The Twentieth-Century German Novel (Level 6)
Overview
- Credit value: 15 credits at Level 6
- Coordinators: Nicolette David and Anna Richards
- Assessment: a 3500-word essay
Module description
The module will focus on developments in the German novel in the twentieth century, demonstrating how the novels studied represent both literary tradition and literary innovation. We will begin with an introduction to the German novel, identifying different literary movements and trends in the twentieth century and the political, social and historical contexts of the novels in question. In this first session we will also analyse ways of studying the novel/narrative as a genre. The first text to be studied is Thomas Mann’s realist masterpiece Buddenbrooks, then we move on to Kafka’s modernist Das Schloss. The post-45 novels to be studied are Heinrich Böll’s Und sagte kein einziges Wort, Becker’s Jakob der Lügner and Özdamar’s Die Bruecke vom Goldenen Horn. Three main aspects of the post-war German novel will be explored: poverty and the 'Wirtschaftswunder', the Holocaust, and Turkish-German writing.
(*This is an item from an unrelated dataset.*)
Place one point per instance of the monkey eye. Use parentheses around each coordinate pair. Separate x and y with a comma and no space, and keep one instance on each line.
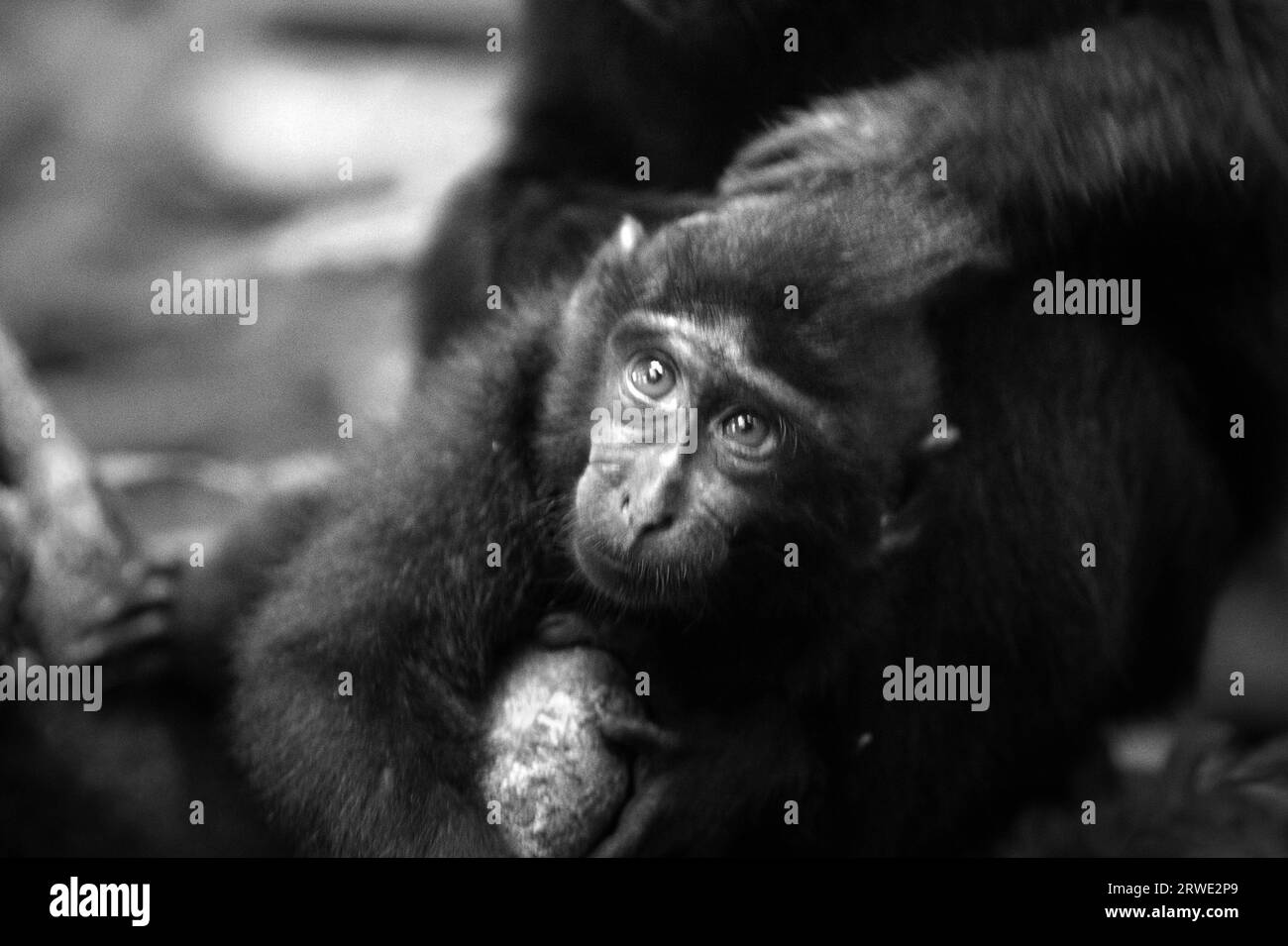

All texts studied will be available in German and in English translation.
Learning objectives
By the end of this module you will:
- have an understanding of developments in the twentieth-century German novel
- have gained relevant factual knowledge about the writers, novels and issues under discussion
- be able to evaluate twentieth-century German novels at a thematic and a stylistic level
- understand a range of theoretical and methodological approaches relevant to the study of the novel
- have worked within these theoretical frameworks in the interpretation of novels
- understand the historical and political context from which the novels studied arose and the way in which the novels themselves constitute a response to that context.